Andrew Dominik havia deixado uma excelente impressão com a sua longa-metragem anterior, The Assassination of Jesse James by the Coward Robert Ford (O Assassínio de Jesse James Pelo Cobarde Robert Ford, 2007), em que explorava a vida e (principalmente) a morte do lendário ladrão e assassino americano, ou melhor, escavava para além do mito e descobria a vaidade que se confunde com carisma, a paranóia que aparenta ser inteligência, a violência desregrada que os outros tomam por força e autoridade. E dava também o papel de uma vida a Brad Pitt. O que aumenta a desilusão com este forçadíssimo Killing Them Softly (Mata-os Suavemente, 2012).
É verdade que se avistavam sinais perigosos na obra anterior de Dominik: o excessivo uso da violência gráfica para agarrar o espectador, a escala descomunal da história (que, por vezes, ameaçava resvalar para o épico), o panteísmo a martelo (ou o Malick a martelo). Mais, este Killing Them Softly faz desconfiar dessa boa impressão que The Assassination causou. Pior, faz com que, retroactivamente, se goste menos desse filme; como que põe a nu as limitações de Andrew Dominik, em vez de dar ideia de que é apenas um tiro ao lado ou um passo atrás.

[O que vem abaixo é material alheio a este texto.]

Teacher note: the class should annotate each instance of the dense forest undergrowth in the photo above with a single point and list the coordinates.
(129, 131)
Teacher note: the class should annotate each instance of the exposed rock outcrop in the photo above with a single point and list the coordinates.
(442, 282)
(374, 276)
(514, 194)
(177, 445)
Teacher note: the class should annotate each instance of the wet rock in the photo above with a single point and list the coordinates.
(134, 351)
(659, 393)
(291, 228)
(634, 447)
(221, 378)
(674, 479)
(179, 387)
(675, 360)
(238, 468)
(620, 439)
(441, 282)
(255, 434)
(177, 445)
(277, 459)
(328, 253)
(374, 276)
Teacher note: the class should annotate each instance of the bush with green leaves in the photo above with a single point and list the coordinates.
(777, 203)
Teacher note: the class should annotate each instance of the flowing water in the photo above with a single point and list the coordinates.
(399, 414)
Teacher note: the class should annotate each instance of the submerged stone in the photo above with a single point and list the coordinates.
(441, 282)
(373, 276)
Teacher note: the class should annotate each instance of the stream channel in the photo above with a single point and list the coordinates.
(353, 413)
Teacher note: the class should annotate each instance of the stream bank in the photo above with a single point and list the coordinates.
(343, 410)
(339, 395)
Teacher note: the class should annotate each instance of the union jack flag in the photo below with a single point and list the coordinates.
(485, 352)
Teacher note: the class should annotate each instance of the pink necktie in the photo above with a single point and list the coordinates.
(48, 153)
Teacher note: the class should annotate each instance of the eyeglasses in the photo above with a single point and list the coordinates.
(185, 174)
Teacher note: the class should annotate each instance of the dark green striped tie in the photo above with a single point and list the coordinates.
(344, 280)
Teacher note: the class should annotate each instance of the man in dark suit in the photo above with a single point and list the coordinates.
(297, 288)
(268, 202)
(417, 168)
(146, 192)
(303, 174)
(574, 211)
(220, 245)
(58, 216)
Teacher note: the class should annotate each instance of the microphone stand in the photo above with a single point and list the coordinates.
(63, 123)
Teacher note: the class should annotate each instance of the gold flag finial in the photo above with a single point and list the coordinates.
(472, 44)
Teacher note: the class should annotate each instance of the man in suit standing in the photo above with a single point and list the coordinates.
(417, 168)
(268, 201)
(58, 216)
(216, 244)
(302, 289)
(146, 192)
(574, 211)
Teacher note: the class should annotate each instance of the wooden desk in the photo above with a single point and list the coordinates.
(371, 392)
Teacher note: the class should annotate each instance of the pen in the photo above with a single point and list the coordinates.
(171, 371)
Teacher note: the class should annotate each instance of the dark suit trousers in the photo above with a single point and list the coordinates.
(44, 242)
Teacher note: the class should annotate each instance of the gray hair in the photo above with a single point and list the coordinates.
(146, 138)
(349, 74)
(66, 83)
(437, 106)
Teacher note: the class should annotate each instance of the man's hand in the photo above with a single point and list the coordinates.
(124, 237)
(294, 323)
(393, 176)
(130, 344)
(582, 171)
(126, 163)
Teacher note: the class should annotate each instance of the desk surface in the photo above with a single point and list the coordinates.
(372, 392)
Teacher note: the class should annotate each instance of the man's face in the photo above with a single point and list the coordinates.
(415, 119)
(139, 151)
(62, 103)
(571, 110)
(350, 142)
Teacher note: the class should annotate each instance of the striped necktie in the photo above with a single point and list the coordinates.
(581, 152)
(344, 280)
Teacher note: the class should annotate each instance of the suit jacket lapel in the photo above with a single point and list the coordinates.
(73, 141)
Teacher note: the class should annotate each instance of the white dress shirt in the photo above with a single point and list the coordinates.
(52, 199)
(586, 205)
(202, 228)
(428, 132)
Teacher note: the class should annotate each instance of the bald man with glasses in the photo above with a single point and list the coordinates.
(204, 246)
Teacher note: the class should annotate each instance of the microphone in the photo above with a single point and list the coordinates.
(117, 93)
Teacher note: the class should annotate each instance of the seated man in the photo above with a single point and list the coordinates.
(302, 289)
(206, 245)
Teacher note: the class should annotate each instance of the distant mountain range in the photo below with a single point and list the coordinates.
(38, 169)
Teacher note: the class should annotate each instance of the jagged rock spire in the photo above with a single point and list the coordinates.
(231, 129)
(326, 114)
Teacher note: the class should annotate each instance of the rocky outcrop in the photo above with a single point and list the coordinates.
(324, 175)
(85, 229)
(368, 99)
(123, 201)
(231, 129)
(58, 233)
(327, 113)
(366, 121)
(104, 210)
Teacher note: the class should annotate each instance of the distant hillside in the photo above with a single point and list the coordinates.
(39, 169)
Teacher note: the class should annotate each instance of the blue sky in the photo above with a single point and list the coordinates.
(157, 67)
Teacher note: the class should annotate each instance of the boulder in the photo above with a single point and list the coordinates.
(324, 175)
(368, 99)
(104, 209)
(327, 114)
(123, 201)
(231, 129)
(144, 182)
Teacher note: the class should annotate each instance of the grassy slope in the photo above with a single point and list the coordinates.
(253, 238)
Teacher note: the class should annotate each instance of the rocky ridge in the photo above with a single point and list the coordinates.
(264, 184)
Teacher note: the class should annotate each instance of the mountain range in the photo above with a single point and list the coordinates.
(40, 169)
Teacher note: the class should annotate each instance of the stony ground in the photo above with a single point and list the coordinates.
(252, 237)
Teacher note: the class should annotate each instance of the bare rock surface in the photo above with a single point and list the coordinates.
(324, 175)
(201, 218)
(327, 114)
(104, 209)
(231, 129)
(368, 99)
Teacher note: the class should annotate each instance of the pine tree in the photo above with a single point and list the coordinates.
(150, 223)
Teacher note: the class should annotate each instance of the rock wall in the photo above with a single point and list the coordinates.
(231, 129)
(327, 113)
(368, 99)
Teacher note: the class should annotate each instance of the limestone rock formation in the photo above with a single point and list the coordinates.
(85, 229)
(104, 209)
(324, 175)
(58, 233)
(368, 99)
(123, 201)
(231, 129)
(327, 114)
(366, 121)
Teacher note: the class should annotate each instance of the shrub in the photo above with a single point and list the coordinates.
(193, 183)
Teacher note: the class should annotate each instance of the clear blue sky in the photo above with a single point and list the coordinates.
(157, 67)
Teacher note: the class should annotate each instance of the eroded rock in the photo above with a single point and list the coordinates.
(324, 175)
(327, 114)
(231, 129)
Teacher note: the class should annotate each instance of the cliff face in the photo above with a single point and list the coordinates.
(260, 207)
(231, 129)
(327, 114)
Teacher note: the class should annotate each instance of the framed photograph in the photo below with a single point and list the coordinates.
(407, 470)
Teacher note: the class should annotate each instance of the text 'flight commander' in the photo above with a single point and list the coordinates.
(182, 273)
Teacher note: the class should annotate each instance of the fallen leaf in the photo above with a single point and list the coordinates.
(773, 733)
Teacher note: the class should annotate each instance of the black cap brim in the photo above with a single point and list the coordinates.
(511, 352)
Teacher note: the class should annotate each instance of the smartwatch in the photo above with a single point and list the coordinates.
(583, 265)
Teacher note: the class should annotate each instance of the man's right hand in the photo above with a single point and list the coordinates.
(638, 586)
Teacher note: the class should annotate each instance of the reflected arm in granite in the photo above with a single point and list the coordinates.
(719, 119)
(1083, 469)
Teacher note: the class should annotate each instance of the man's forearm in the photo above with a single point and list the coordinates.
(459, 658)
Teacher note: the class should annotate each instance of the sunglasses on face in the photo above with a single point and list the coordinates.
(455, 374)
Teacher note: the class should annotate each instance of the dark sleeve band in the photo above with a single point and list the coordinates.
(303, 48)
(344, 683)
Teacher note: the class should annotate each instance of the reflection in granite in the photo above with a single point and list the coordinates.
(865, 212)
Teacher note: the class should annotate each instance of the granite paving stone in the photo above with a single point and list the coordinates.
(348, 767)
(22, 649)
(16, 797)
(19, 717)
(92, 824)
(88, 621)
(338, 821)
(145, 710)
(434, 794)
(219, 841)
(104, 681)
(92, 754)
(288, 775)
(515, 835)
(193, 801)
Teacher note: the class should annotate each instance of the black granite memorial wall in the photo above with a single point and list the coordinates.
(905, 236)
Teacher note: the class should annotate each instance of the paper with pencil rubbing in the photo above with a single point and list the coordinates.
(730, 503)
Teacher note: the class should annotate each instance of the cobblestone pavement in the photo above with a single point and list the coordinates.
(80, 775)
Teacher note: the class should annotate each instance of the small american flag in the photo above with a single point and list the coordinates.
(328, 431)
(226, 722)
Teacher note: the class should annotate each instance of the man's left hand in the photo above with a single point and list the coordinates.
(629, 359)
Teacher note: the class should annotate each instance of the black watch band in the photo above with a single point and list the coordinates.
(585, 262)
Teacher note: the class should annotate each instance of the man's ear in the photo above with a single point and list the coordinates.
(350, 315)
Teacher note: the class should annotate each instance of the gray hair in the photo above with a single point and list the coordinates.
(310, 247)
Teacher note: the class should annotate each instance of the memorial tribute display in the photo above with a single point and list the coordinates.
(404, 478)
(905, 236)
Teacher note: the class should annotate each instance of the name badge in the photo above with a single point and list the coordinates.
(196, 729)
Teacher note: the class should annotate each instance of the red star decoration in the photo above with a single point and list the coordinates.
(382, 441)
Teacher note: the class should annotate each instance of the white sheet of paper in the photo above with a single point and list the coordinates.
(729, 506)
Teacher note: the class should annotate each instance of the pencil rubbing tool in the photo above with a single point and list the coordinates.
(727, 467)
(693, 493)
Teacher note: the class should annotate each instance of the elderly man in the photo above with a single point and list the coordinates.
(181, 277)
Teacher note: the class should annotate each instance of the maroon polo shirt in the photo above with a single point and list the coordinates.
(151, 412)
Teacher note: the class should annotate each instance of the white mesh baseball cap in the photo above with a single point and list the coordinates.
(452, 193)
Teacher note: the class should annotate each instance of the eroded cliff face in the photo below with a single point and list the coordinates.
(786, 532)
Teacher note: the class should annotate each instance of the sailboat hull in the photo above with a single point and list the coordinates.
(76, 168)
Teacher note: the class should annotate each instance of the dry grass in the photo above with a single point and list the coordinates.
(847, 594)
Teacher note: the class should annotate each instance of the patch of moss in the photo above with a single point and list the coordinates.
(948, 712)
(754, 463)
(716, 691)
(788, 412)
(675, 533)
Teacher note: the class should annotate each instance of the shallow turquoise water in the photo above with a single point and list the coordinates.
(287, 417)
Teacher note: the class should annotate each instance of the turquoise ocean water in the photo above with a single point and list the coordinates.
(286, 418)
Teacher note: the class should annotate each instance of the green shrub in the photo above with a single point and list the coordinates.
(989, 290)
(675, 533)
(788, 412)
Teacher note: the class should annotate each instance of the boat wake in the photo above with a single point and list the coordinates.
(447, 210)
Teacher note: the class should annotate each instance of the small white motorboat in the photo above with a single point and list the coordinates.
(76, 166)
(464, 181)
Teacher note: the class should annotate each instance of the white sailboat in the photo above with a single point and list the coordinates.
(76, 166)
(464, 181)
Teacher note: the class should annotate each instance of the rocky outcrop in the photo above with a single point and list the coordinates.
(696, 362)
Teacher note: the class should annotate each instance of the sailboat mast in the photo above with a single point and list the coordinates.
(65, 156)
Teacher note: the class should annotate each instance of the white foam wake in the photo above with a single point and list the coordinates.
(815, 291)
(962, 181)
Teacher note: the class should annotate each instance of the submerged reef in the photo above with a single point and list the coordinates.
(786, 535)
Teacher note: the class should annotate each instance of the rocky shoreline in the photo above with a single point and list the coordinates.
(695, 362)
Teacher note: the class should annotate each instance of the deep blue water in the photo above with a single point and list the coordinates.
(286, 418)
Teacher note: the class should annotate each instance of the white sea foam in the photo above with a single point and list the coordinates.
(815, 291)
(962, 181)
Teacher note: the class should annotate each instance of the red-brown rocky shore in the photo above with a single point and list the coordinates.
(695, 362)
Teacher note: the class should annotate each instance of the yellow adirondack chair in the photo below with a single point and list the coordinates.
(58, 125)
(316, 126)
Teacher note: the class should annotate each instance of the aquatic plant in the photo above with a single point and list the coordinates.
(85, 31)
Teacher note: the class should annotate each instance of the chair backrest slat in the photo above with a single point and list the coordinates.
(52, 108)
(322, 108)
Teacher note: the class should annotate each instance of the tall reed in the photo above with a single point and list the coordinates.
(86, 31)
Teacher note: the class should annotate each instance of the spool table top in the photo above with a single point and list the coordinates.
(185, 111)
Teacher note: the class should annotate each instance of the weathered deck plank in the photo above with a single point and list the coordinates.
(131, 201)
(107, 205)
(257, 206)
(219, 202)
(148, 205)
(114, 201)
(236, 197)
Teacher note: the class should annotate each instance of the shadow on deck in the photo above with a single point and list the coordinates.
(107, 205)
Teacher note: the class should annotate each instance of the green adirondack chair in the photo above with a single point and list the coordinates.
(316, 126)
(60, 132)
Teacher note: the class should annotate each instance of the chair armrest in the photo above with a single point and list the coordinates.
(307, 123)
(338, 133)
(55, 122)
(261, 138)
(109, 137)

Afinal qual é o problema com Killing Them Softly, ou melhor, quais são os seus problemas? Para começar, a forma como Dominik grita o tema do seu filme aos quatro ventos – a América não é uma comunidade, é uma terra de oportunistas, em que se fazem negócios mais ou menos ilícitos. Para tal, chega a pôr o protagonista, de novo interpretado por Brad Pitt, que parece tão cansado daquela historieta como o espectador, a proferir, no final, palavras muito parecidas. Um sinal da inabilidade de passar a “mensagem” de maneiras mais subtis – pense-se em como os Godfathers de Coppola o faziam tão bem sem precisarem de matraquear de minuto a minuto a ideia. Outro é a constante ligação ao discurso político dos candidatos à Presidência dos Estados Unidos, Barack Obama e John McCain (o filme passa-se em 2008). Apesar destes jamais estarem no lugar da acção (antes em televisores de bares, aeroportos e quejandos), nunca estão exactamente em fundo, mas, sim, num primeiro plano que as próprias personagens, à excepção talvez da de Pitt, não parecem merecer. De resto, Dominik aparenta não gostar especialmente delas – feias, porcas e más, simples marionetas que ajudam a elaborar um discurso.
A falta de subtileza atinge níveis risíveis quando uma personagem se injecta de heroína e na banda-sonora se ouve Heroin dos Velvet Underground: dá ideia que alguém foi ao catálogo de canções sobre droga e trouxe a primeira que lhe saiu (ou a que tinha o título mais ajustado ao momento). De fugir também aqueles efeitos visuais com que Dominik obriga o espectador a sentir a experiência de estar drogado. Claro que a única coisa que o espectador sente é uma crescente irritação. Não menos irritante é a morte de Ray Liotta, um interminável ralenti de que não se percebe muito bem a função ou o objectivo. E que não tem quaisquer qualidades redentoras. Ou o espancamento de Ray Liotta (que sofre bastante neste filme), exagerada e desnecessariamente violento. Ou o inevitável tom cinzentão que marca a fotografia de Killing Them Softly (já me enganei a escrever o título algumas vezes, saindo-me ao invés Killing Me Softy, só que se o filme me mata, não é propriamente com suavidade).
A única coisa engraçada de Killing Them Softly é a interacção entre Brad Pitt e James Gandolfini, que faz de Tony Soprano… não, de um gangster alcoólico, mulherengo e completamente em perda. Nessas cenas Dominik até se esquece do seu programa, deixando-se levar pelo gozo. Contudo, não compensa o fastio do resto.